Rabbi Reuven and Shira Boshnack are matchmaker-educators at Brooklyn College.

JLIConnections, which operates on 21 college campuses and serves nearly 4,500 students a year, was started at the initiative of Rabbi Reuven and Shira Boshnack, the OU-JLIC educators at Brooklyn College. When asked what this platform adds to existing options, Rabbi Boshnack emphasized “the personal touch.” He explained that “so much of the OU-JLIC programming is relationship-driven. You have the human touch, not a nice person from Washington Heights, Teaneck or the Five Towns but your OU-JLIC educator.”

Yoel Ackerman, who has just launched a Facebook group called “Frum Shidduch Resumes,” believes that since matchmakers are typically paid, “oftentimes, the shadchan might only have his or her own best interest in mind and is simply trying to marry you off quick without realizing that the match might not even be a good one.”

Ackerman started the Facebook group in order to “to simplify the shidduch process and make it easier for Orthodox singles to date by breaking down some of the barriers that they might face.”

A project begun in memory of Ackerman’s father, the group’s rules state that those looking to date for marriage should post their “shidduch resume” and only that.
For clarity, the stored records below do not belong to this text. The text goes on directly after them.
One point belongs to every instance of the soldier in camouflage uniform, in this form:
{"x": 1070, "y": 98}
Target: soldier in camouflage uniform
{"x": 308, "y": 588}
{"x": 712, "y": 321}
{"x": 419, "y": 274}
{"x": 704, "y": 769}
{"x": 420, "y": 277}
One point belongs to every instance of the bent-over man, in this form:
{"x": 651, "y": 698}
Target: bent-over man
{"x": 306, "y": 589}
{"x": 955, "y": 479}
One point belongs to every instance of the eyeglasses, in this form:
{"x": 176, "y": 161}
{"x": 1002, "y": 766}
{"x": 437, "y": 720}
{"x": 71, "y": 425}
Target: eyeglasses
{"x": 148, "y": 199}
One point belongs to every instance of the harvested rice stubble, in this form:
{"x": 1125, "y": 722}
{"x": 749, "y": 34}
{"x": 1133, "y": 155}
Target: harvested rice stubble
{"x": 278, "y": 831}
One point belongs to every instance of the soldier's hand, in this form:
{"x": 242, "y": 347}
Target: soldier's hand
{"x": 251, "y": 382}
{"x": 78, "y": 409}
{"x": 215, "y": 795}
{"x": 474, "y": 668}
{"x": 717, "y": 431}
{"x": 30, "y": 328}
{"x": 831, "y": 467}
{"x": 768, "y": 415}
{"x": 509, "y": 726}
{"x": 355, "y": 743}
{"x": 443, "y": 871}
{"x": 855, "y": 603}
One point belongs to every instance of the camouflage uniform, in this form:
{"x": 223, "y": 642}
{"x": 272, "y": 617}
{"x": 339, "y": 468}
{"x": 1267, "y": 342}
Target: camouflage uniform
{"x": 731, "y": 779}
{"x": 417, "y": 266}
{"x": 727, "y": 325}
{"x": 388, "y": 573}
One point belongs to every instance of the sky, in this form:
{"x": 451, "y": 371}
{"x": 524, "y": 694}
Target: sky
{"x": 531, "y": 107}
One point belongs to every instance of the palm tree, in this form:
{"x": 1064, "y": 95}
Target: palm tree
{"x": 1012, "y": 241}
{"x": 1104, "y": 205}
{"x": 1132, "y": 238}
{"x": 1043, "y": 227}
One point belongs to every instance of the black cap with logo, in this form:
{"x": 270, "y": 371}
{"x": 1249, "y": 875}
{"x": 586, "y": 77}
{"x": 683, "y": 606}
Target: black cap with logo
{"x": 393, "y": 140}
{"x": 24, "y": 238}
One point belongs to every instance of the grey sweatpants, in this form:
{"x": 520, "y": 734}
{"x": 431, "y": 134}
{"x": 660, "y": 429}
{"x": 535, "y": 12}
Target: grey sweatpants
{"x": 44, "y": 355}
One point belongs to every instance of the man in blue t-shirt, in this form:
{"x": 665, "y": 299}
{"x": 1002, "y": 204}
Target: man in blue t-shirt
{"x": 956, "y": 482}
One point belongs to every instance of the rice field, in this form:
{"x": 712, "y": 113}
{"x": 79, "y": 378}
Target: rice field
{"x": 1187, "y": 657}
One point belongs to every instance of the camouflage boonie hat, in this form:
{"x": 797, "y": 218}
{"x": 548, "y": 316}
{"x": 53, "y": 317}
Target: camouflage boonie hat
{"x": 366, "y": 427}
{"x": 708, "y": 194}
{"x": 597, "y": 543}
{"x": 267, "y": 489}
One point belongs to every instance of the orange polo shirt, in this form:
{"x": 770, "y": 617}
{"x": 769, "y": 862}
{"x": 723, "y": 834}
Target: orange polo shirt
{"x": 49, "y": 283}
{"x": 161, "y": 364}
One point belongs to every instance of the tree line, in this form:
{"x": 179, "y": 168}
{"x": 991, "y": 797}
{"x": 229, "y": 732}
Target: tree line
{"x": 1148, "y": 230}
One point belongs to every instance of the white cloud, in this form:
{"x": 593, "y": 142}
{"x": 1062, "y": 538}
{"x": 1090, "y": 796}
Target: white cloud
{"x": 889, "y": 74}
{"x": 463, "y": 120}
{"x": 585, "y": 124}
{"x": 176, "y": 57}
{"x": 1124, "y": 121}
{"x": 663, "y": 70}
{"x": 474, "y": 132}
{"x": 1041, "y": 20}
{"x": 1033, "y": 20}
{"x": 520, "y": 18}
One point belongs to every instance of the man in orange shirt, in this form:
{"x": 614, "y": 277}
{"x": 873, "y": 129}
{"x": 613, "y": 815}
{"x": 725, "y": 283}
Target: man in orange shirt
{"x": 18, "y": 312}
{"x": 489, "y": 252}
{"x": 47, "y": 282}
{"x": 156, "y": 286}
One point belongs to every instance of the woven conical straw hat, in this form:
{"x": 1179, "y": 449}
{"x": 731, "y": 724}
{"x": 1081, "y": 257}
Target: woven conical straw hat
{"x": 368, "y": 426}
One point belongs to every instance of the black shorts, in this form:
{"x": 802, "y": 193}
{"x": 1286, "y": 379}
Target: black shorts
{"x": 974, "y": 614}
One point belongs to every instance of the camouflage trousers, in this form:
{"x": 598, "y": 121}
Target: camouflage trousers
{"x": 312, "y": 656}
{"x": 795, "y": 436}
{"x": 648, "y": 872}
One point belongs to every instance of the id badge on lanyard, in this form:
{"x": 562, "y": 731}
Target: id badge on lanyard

Group members can reach out to each other directly if they are interested in what they see, or can ask a group administrator to reach out to someone they are interested in to see if there is a mutual spark.

“A single person looking for marriage is already limited by relying on others to help him or her out,” Ackerman told The Jewish Week via email. “If I want an ice cream from the store, do I hire a middleman to introduce me to the ice cream? Of course not! I will go to the store and pick out my own brand of ice cream with my favorite flavor at the right price. … If you want action, then you’re best off doing it yourself.”

The group has not yet led to any matches, but has over 90 members.

As for Rivka, the recent Ivy League graduate on the Upper West Side, the push and pull between dating apps and the “human touch” played out in her own, ultimately successful, search for a mate. For a short time while she was using JLIConnections, she also had a  JSwipe account, which she deleted after a few weeks. The day before she deleted it, though, she matched with a guy — the guy who is now her boyfriend. They never actually connected through the app, but soon went on a date set up through JLIConnections. They now joke about it, but Rivka marvels at the difference in the two platforms.

“If we had met through JSwipe, our relationship probably would have developed very differently,” she said. “We wouldn’t have gone in knowing all the things we knew about each other.”